All told, Underland represents a fabulously Kaleidoscopic view of the world as Robert Macfarlane sees it, a singular vision that somehow incorporates Minecraft and the ‘mirror’ city beneath Paris, dark matter and Mithraism, post-human architecture and Virgil’s Aeneid, neo-Nazism and the secret life of fungi.
And there’s more, much more: in a chapter on the ‘understorey’ of forest life, set in the ‘relic greenwood magic’ of London’s Epping Forest, Macfarlane writes about ‘the wood wide web’, a relatively new concept which proposes that forests are not composed of individual shrubs, trees, mushrooms and grasses, et al, but is instead a single entity facilitated by a tree-fungi mutualism which allows a forest to divert resources from healthy specimens to ailing trees along an underground fungi network, which network benefits in turn by siphoning off the nutrients it requires to flourish.

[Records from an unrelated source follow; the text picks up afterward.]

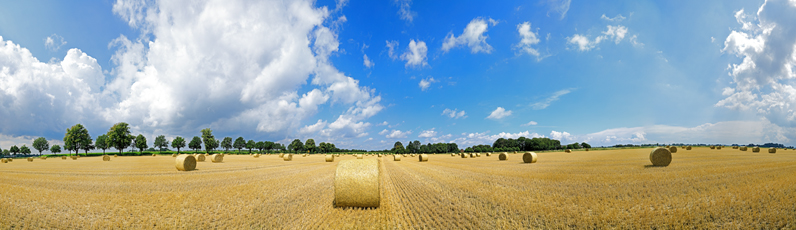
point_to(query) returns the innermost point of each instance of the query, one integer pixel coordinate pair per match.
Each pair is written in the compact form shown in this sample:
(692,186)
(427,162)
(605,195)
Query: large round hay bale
(185,162)
(217,158)
(673,149)
(356,183)
(529,157)
(660,157)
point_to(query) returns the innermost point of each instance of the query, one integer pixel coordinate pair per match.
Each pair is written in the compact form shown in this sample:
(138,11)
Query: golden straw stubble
(529,157)
(660,157)
(356,183)
(185,162)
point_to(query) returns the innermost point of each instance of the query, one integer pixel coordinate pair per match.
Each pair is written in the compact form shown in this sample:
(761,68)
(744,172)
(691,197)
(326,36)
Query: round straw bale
(529,157)
(217,158)
(673,149)
(660,157)
(185,162)
(423,157)
(356,183)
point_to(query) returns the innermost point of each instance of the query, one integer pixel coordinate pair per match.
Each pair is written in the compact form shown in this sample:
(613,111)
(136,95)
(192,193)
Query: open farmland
(702,188)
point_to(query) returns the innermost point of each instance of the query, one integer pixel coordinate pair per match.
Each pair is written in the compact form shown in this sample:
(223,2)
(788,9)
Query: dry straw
(356,183)
(529,157)
(185,162)
(217,158)
(660,157)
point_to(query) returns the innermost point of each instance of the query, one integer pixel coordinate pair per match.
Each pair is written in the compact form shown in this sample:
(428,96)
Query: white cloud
(397,134)
(455,114)
(427,133)
(618,18)
(54,42)
(367,62)
(499,113)
(415,55)
(405,11)
(528,38)
(762,80)
(425,83)
(472,36)
(546,102)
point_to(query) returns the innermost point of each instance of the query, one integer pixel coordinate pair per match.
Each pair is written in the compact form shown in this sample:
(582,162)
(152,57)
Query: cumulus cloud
(765,45)
(499,113)
(547,101)
(54,42)
(415,55)
(455,114)
(472,36)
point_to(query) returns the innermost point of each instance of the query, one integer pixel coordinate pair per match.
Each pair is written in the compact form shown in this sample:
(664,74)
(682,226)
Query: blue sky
(364,74)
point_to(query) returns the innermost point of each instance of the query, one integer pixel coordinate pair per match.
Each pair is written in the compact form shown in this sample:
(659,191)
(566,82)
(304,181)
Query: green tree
(102,143)
(209,140)
(178,143)
(196,143)
(239,143)
(310,145)
(296,146)
(41,144)
(119,137)
(55,149)
(140,143)
(161,142)
(250,145)
(226,143)
(76,138)
(24,149)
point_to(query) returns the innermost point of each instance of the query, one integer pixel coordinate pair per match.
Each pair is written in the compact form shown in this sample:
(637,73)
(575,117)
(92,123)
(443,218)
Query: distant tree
(102,143)
(76,138)
(310,145)
(14,150)
(226,144)
(196,143)
(161,142)
(140,143)
(119,137)
(239,143)
(55,149)
(178,143)
(41,144)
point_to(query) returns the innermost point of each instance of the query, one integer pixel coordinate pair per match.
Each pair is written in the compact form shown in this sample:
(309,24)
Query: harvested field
(600,188)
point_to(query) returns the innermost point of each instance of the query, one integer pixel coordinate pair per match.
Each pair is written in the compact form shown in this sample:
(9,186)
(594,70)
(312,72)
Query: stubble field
(702,188)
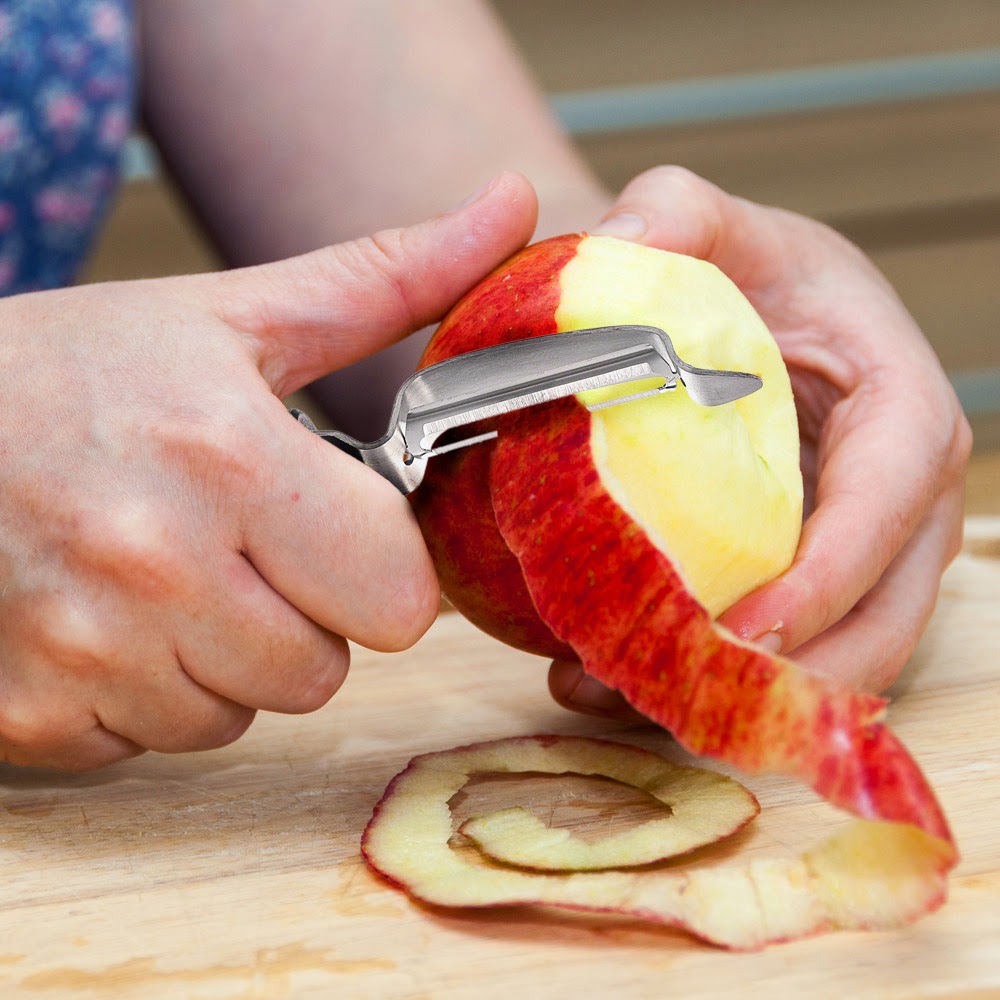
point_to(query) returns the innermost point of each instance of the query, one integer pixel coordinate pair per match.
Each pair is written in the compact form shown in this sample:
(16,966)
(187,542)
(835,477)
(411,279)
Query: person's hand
(884,440)
(175,550)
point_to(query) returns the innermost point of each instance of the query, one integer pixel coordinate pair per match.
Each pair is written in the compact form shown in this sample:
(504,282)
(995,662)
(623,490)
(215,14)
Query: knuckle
(378,258)
(311,688)
(218,726)
(416,606)
(206,449)
(31,732)
(133,544)
(61,632)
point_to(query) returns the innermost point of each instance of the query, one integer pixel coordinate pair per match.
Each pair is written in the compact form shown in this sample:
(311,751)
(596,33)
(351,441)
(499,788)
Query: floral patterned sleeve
(67,95)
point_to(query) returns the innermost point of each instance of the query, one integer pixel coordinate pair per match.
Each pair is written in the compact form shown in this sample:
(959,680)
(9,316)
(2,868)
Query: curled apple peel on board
(739,906)
(616,537)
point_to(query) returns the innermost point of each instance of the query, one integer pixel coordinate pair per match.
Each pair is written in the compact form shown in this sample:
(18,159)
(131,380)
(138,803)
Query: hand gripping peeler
(495,380)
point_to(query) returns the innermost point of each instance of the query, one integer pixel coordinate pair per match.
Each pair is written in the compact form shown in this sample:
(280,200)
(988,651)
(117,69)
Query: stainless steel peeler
(495,380)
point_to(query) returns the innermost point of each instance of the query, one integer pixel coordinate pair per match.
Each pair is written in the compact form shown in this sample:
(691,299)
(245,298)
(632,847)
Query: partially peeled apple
(617,536)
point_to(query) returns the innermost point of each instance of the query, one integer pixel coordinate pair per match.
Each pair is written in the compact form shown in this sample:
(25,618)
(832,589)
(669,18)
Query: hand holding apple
(884,440)
(617,536)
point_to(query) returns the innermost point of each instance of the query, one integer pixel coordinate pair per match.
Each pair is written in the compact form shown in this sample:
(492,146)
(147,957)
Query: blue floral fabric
(67,94)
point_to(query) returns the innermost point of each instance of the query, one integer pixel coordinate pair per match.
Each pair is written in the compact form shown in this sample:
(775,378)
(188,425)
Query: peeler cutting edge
(506,377)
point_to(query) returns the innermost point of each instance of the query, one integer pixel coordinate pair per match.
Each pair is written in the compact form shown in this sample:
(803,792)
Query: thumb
(674,209)
(309,315)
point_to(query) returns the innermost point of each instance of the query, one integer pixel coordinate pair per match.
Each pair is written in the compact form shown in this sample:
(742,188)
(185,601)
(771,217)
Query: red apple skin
(477,571)
(637,628)
(531,547)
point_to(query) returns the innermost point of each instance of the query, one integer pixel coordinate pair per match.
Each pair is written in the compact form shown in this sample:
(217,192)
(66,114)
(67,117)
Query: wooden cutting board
(237,874)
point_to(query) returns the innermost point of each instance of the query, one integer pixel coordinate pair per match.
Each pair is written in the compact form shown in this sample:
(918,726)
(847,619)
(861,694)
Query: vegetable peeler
(506,377)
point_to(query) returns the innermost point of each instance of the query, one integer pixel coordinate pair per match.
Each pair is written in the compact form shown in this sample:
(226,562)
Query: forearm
(295,127)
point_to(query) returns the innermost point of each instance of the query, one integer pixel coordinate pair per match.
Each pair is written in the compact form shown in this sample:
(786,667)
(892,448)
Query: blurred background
(880,117)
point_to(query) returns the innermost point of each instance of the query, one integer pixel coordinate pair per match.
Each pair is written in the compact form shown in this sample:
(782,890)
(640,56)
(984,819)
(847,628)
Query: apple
(618,536)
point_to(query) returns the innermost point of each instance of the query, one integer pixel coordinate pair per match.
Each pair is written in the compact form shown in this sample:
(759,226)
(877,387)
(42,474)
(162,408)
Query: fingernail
(771,641)
(592,696)
(626,226)
(476,195)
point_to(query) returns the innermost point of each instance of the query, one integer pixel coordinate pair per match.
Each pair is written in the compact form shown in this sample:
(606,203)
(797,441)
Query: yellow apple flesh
(617,536)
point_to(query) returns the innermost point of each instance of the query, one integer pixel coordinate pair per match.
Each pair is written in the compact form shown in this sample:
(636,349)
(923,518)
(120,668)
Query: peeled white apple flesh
(701,807)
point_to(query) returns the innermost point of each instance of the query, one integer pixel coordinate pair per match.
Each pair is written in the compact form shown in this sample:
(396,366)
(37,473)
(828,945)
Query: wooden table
(237,873)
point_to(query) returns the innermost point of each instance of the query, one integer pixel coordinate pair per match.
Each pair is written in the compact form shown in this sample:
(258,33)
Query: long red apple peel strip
(559,520)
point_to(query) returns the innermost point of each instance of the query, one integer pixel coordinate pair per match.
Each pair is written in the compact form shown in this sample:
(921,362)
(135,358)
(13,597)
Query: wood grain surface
(237,874)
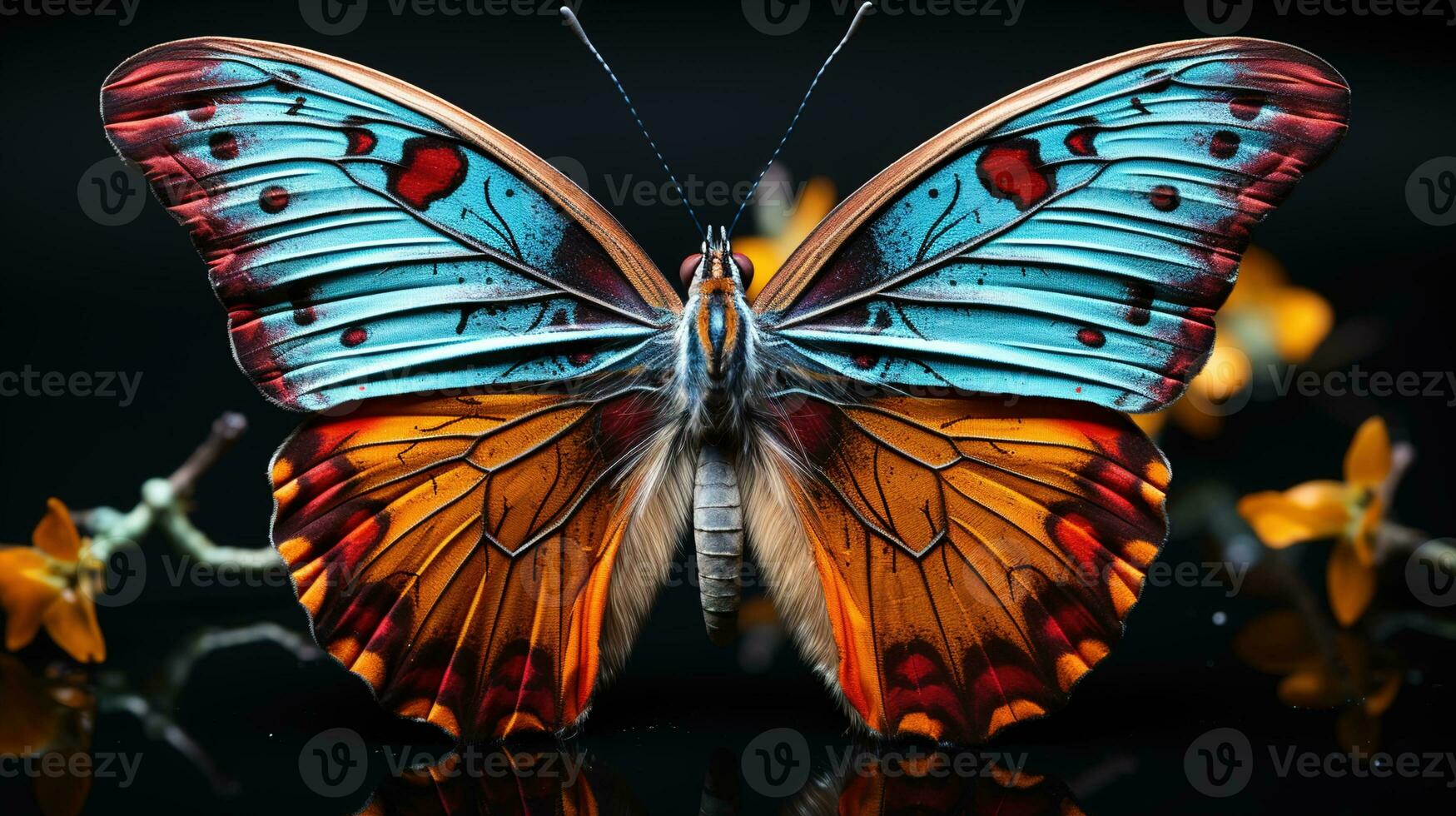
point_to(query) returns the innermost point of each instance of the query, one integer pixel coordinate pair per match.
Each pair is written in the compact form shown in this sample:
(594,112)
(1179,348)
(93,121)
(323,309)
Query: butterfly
(919,425)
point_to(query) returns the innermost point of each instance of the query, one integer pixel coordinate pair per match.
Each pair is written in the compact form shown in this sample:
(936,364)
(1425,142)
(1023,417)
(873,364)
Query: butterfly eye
(744,268)
(689,267)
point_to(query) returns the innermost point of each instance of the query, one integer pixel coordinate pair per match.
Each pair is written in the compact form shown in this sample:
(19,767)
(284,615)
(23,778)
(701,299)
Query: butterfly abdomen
(718,540)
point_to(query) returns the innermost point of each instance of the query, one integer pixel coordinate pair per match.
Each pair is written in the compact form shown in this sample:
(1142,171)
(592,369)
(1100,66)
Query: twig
(226,431)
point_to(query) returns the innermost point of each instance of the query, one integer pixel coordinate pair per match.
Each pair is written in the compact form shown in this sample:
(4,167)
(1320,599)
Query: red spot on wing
(808,425)
(1140,303)
(272,200)
(1091,337)
(223,146)
(1082,142)
(201,111)
(1165,197)
(361,142)
(1247,108)
(1224,145)
(622,425)
(1014,171)
(917,682)
(429,171)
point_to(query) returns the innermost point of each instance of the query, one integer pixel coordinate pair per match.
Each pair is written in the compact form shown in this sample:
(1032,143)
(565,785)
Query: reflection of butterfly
(542,415)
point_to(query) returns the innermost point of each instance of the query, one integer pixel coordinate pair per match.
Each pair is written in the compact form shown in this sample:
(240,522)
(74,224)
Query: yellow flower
(50,585)
(1265,322)
(1349,676)
(1350,510)
(771,251)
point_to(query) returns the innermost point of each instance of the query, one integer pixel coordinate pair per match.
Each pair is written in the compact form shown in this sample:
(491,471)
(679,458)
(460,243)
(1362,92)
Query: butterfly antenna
(859,15)
(581,34)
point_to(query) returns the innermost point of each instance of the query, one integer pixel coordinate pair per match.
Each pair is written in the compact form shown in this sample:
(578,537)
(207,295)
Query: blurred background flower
(52,585)
(783,221)
(1265,326)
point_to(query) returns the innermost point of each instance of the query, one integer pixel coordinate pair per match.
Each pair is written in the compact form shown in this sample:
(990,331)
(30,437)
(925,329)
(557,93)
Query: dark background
(717,93)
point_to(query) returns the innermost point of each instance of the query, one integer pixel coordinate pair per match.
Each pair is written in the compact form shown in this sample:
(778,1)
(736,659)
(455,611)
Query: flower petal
(1314,687)
(1364,534)
(1300,320)
(25,594)
(1300,513)
(1350,583)
(72,624)
(56,535)
(1368,462)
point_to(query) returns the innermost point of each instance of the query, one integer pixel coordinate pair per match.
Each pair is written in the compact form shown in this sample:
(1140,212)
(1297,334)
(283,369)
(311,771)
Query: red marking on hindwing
(1092,338)
(429,171)
(223,146)
(272,200)
(1082,142)
(1165,198)
(361,142)
(1014,171)
(1224,145)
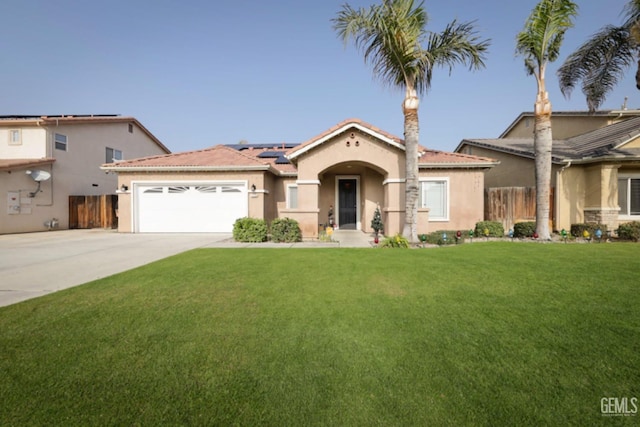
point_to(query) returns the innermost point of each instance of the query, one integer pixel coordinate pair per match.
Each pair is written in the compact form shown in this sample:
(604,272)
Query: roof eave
(588,160)
(337,132)
(184,168)
(459,165)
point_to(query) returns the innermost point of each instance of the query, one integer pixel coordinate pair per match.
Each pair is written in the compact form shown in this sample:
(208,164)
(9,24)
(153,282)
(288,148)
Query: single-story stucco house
(595,164)
(344,173)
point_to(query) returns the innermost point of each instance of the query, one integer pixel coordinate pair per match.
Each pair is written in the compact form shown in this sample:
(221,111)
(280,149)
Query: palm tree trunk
(542,141)
(411,138)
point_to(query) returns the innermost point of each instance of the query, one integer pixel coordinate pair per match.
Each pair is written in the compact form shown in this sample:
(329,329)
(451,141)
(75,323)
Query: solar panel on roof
(270,154)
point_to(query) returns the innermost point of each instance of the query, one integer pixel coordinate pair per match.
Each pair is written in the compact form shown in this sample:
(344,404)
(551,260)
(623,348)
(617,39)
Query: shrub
(285,230)
(524,229)
(436,237)
(577,230)
(250,230)
(629,231)
(376,223)
(496,229)
(397,241)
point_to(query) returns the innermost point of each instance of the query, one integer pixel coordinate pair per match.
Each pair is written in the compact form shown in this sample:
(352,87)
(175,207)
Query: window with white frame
(292,196)
(113,155)
(434,195)
(60,141)
(15,137)
(629,195)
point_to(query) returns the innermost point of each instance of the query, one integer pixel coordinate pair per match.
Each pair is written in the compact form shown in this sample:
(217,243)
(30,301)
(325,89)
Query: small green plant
(629,231)
(285,230)
(577,230)
(252,230)
(438,237)
(524,229)
(376,223)
(494,228)
(397,241)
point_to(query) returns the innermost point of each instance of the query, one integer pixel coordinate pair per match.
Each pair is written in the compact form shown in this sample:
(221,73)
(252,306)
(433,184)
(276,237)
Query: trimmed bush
(397,241)
(496,229)
(577,230)
(524,229)
(629,231)
(285,230)
(250,230)
(436,238)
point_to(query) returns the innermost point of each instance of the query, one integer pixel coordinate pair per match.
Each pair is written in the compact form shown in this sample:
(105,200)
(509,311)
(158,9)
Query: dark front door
(347,204)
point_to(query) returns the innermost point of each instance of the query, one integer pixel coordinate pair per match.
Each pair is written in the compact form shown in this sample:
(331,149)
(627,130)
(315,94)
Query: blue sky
(202,73)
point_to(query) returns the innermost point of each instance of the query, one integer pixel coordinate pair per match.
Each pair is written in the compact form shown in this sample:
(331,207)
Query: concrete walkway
(35,264)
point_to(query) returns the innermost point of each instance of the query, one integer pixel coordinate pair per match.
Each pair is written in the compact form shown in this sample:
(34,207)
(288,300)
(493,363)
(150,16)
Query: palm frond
(457,44)
(391,37)
(541,39)
(599,64)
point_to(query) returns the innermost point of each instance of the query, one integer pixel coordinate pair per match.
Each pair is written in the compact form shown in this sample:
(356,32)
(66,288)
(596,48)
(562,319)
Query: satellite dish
(39,176)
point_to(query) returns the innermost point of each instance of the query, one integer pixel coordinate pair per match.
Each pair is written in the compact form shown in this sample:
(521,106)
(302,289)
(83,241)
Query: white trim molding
(394,181)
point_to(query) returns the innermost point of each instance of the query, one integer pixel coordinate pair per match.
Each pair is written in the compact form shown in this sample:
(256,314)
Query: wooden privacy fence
(510,205)
(93,211)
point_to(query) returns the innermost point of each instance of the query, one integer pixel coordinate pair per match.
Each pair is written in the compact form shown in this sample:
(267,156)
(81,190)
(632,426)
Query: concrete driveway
(35,264)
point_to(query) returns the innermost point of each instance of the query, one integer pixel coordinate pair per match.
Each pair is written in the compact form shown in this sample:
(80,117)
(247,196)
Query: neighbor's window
(15,137)
(629,196)
(60,141)
(434,195)
(113,155)
(292,197)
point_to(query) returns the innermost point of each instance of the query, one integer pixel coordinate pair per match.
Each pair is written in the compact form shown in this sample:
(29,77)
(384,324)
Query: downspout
(50,140)
(557,194)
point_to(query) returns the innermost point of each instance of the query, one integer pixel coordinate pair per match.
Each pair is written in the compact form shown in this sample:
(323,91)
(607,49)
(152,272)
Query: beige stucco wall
(32,146)
(570,197)
(75,171)
(589,193)
(466,198)
(513,171)
(350,154)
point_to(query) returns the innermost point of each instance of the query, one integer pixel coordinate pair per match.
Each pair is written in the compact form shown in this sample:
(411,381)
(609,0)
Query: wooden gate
(93,211)
(510,205)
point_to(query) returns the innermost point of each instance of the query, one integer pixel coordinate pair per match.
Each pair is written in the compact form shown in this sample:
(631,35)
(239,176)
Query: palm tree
(391,36)
(540,43)
(601,62)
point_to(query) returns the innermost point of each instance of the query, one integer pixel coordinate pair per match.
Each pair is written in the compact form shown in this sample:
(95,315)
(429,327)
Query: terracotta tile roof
(214,157)
(8,164)
(344,124)
(601,143)
(435,158)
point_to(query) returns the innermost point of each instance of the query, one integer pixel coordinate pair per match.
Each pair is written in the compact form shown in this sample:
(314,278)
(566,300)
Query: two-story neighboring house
(46,159)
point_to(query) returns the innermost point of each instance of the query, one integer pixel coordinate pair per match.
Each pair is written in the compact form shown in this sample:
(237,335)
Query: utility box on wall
(13,202)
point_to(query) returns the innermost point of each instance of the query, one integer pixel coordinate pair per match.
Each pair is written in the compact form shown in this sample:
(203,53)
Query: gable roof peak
(340,128)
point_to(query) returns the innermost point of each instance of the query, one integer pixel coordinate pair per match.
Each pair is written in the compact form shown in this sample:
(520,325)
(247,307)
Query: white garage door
(190,208)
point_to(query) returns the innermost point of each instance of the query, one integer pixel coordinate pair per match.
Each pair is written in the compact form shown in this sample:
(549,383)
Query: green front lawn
(484,333)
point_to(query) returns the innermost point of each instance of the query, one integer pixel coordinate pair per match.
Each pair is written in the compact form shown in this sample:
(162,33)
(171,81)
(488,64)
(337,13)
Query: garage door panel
(190,208)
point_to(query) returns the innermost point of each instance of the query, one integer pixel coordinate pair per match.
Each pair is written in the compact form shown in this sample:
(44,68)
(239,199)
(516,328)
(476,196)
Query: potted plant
(376,223)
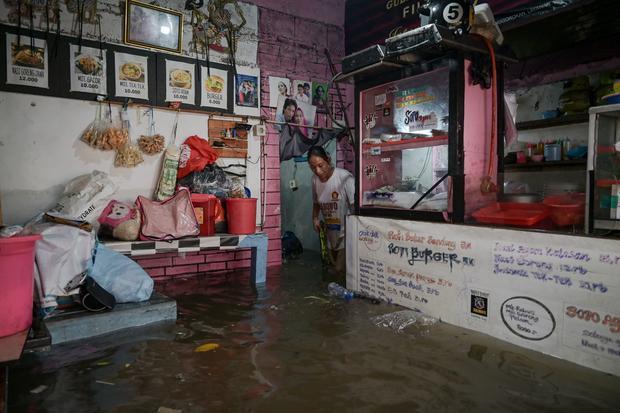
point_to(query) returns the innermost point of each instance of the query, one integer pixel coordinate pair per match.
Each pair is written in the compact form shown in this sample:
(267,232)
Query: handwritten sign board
(553,293)
(131,75)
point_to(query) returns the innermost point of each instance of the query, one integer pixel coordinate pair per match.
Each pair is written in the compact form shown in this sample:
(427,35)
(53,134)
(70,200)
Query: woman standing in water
(333,191)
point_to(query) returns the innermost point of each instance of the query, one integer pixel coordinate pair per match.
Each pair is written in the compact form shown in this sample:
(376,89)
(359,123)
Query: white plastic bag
(120,276)
(62,257)
(85,197)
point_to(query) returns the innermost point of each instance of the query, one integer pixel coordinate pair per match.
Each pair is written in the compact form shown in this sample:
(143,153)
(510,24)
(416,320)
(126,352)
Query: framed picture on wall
(152,26)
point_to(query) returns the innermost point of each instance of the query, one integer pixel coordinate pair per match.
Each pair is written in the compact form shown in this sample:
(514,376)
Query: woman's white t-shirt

As is perhaps inevitable in a book of 420-plus pages, there are longueurs; the lengthy chapter on the invisible city beneath Paris, for example, might have been shorter, as Macfarlane, with an experienced cataphile, or guide, spends days beneath Paris investigating its subterranean nooks and crannies.
Indeed, anyone who suffers from claustrophobia might want to skip this chapter entirely; Macfarlane captures the experience of underground living, and the lung-clenching trauma of finding yourself trapped in rock, a little too acutely for comfort (“I feel my skull scrape on rock as I ease through, my head turned sideways for clearance, my face pressed against the stone-sand …”).
Ultimately, Underland is rooted, as all of Macfarlane’s books are, in the relationship between the natural landscape and the human heart; if this book is more concerned than usual with what is hidden and obscure, it is because Underland is a deep dive not only into the depths of our planet’s underworld, but a plumbing of the labyrinth of the human mind.
It is an intoxicating blend of geology and psychoanalysis, physics and philosophy; if a more interesting book is published this year, it will have been a very good year indeed.